The 2018 Winter Olympics began this morning in Pyeongchang, South Korea, bringing together athletes, volunteers, spectators, and press from all around the world. Over 200 participating countries will be sending young athletes to compete this year, which begs the question, how will so many people from so many countries will communicate?
The primary languages of every Olympics are English, French, and the language of the host country, in this case that would be Korean. Of course, not every competitor speaks one of those languages, so South Korea has organized over 2,000 volunteer translators and interpreters to help facilitate communication between athletes, coaches, the press, and the game’s judges, organizers and staff.
Additionally, a local South Korean software firm developed the official translation app for the Winter Olympics. The app, named “Genie Talk”, is usable on Apple and Android devices and can translate English, Spanish, French, German, Russian, Korean, Japanese, Chinese, and Arabic.

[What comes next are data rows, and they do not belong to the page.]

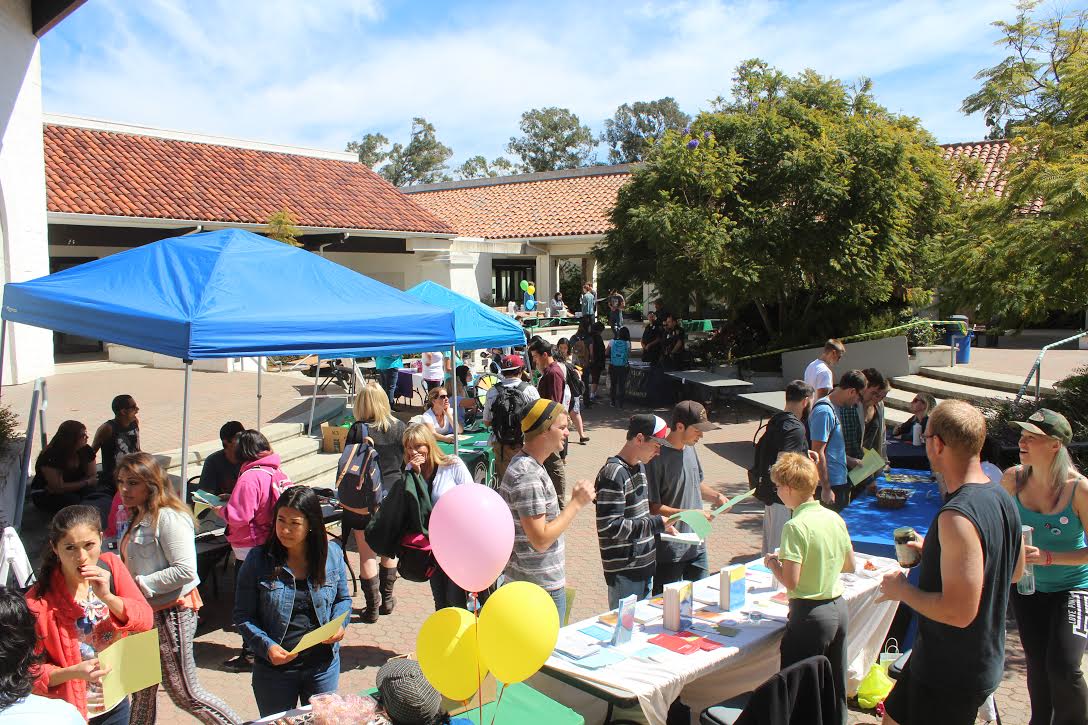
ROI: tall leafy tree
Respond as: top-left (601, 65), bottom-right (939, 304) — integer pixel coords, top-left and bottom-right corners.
top-left (601, 96), bottom-right (691, 163)
top-left (454, 156), bottom-right (514, 179)
top-left (941, 2), bottom-right (1088, 327)
top-left (595, 60), bottom-right (959, 339)
top-left (346, 134), bottom-right (390, 169)
top-left (506, 107), bottom-right (595, 172)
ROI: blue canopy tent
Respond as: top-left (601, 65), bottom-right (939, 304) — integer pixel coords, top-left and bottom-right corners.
top-left (0, 230), bottom-right (454, 494)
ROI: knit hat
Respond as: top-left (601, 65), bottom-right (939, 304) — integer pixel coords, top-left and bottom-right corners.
top-left (374, 658), bottom-right (442, 725)
top-left (521, 397), bottom-right (566, 435)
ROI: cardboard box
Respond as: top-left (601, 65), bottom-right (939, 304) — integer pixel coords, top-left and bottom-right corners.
top-left (321, 423), bottom-right (349, 453)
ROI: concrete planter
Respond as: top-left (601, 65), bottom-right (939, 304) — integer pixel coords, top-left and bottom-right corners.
top-left (0, 435), bottom-right (26, 525)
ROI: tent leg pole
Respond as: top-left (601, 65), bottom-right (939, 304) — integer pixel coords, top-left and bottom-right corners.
top-left (449, 345), bottom-right (461, 456)
top-left (306, 355), bottom-right (321, 435)
top-left (182, 360), bottom-right (193, 501)
top-left (257, 357), bottom-right (264, 430)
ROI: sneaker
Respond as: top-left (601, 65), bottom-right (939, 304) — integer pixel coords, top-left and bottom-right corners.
top-left (223, 652), bottom-right (254, 672)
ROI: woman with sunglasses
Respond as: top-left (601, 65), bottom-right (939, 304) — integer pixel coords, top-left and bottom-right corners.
top-left (115, 453), bottom-right (242, 725)
top-left (1001, 408), bottom-right (1088, 725)
top-left (234, 486), bottom-right (351, 717)
top-left (26, 505), bottom-right (154, 725)
top-left (423, 385), bottom-right (461, 443)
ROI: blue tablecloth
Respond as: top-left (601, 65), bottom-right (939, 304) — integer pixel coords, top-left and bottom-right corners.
top-left (842, 468), bottom-right (941, 558)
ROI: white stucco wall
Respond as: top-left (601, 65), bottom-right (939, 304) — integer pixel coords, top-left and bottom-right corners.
top-left (0, 0), bottom-right (53, 383)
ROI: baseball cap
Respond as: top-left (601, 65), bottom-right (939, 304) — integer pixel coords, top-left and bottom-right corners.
top-left (374, 658), bottom-right (442, 725)
top-left (627, 413), bottom-right (672, 448)
top-left (1012, 408), bottom-right (1073, 444)
top-left (672, 401), bottom-right (720, 433)
top-left (498, 355), bottom-right (526, 372)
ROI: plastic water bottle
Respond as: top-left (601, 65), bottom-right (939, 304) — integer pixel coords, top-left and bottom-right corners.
top-left (1016, 526), bottom-right (1035, 594)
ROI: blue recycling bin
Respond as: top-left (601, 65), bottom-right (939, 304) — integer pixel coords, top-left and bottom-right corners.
top-left (944, 315), bottom-right (972, 365)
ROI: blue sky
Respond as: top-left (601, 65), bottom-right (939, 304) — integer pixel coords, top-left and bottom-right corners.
top-left (41, 0), bottom-right (1053, 164)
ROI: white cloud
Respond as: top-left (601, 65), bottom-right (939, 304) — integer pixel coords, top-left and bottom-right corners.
top-left (44, 0), bottom-right (1013, 160)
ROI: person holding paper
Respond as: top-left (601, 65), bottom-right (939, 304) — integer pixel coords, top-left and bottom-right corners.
top-left (0, 587), bottom-right (84, 725)
top-left (234, 486), bottom-right (351, 717)
top-left (114, 453), bottom-right (242, 725)
top-left (646, 401), bottom-right (727, 594)
top-left (26, 505), bottom-right (154, 725)
top-left (763, 453), bottom-right (854, 723)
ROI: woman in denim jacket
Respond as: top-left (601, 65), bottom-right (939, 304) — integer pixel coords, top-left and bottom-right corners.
top-left (234, 486), bottom-right (351, 717)
top-left (114, 453), bottom-right (242, 725)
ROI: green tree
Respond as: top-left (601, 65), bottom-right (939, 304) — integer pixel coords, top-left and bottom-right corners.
top-left (595, 61), bottom-right (959, 340)
top-left (264, 207), bottom-right (302, 247)
top-left (506, 107), bottom-right (595, 172)
top-left (941, 2), bottom-right (1088, 327)
top-left (379, 118), bottom-right (454, 186)
top-left (346, 134), bottom-right (390, 169)
top-left (454, 156), bottom-right (514, 179)
top-left (601, 96), bottom-right (691, 163)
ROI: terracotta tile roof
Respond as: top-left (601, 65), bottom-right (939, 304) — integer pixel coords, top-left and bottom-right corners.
top-left (405, 165), bottom-right (631, 239)
top-left (941, 139), bottom-right (1012, 196)
top-left (45, 124), bottom-right (454, 234)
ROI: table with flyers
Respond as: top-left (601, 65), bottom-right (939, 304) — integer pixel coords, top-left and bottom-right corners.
top-left (528, 554), bottom-right (899, 725)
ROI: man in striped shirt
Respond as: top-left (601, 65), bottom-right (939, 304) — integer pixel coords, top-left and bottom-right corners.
top-left (595, 414), bottom-right (676, 609)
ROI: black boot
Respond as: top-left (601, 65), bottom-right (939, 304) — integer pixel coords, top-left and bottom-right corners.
top-left (359, 577), bottom-right (382, 624)
top-left (378, 566), bottom-right (397, 614)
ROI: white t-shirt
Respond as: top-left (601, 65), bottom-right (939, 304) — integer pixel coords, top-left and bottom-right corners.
top-left (805, 357), bottom-right (834, 391)
top-left (0, 695), bottom-right (86, 725)
top-left (423, 402), bottom-right (454, 435)
top-left (423, 353), bottom-right (446, 382)
top-left (431, 456), bottom-right (475, 496)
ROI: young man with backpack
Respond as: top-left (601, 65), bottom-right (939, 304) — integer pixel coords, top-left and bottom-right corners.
top-left (483, 355), bottom-right (541, 481)
top-left (749, 380), bottom-right (816, 556)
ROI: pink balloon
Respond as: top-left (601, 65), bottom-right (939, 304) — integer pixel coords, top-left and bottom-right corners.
top-left (428, 483), bottom-right (514, 591)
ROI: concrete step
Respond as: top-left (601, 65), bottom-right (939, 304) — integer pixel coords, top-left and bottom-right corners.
top-left (891, 376), bottom-right (1016, 403)
top-left (918, 365), bottom-right (1058, 395)
top-left (737, 390), bottom-right (914, 427)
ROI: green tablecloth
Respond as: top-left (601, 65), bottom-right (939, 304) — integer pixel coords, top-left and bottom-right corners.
top-left (438, 430), bottom-right (498, 488)
top-left (364, 683), bottom-right (585, 725)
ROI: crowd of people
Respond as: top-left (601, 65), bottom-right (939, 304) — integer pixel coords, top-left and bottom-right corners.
top-left (0, 322), bottom-right (1088, 725)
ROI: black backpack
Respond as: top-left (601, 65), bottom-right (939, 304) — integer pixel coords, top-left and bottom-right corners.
top-left (749, 410), bottom-right (791, 506)
top-left (562, 363), bottom-right (585, 398)
top-left (336, 438), bottom-right (383, 513)
top-left (491, 382), bottom-right (529, 445)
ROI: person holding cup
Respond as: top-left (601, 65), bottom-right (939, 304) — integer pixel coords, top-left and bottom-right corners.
top-left (26, 505), bottom-right (154, 725)
top-left (1001, 408), bottom-right (1088, 725)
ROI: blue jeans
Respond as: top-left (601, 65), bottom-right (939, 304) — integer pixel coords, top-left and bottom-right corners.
top-left (548, 587), bottom-right (567, 627)
top-left (252, 653), bottom-right (339, 717)
top-left (654, 549), bottom-right (710, 594)
top-left (605, 574), bottom-right (654, 610)
top-left (87, 698), bottom-right (131, 725)
top-left (378, 368), bottom-right (399, 405)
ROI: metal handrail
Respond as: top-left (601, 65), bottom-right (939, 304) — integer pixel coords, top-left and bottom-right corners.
top-left (1013, 330), bottom-right (1088, 405)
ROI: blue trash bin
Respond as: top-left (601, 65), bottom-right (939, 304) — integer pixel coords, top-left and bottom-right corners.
top-left (944, 315), bottom-right (972, 365)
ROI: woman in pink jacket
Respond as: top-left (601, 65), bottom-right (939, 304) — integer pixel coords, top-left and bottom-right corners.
top-left (26, 505), bottom-right (154, 725)
top-left (219, 430), bottom-right (292, 672)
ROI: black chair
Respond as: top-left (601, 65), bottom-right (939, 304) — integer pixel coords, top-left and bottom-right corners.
top-left (698, 654), bottom-right (842, 725)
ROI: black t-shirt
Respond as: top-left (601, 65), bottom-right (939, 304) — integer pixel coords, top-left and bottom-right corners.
top-left (367, 418), bottom-right (407, 493)
top-left (197, 451), bottom-right (242, 496)
top-left (280, 579), bottom-right (333, 669)
top-left (911, 482), bottom-right (1022, 693)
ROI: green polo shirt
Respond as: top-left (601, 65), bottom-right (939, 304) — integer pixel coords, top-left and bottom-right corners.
top-left (778, 501), bottom-right (851, 600)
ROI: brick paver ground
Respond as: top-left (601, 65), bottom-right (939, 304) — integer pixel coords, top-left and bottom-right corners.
top-left (3, 366), bottom-right (1028, 724)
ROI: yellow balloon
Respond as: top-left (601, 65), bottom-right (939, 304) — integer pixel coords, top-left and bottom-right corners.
top-left (416, 606), bottom-right (485, 700)
top-left (479, 581), bottom-right (559, 684)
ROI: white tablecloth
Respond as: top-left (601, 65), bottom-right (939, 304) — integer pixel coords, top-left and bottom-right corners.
top-left (529, 554), bottom-right (898, 725)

In a funny translation related “egg-cident” this past week the Norwegian camp attempted to order eggs for its athletes from a local grocery store in Pyeongchang. Unfortunately for them, when attempting to place the order they turned to some help from Google Translate which made a minor translation mistake. Instead of ordering 1,500 eggs, the Norwegians received an order of 15,000! Luckily they were able to sort the matter out and return most of the unneeded eggs, but we are sure they will be more careful next time they use a machine translation tool.
As a very diverse company, with translators and staff from around the globe we will be cheering for many different countries in the Winter Olympics. However, we will all be inspired by the act of people from so many different countries, religions, cultures, and languages to come together in friendly competition.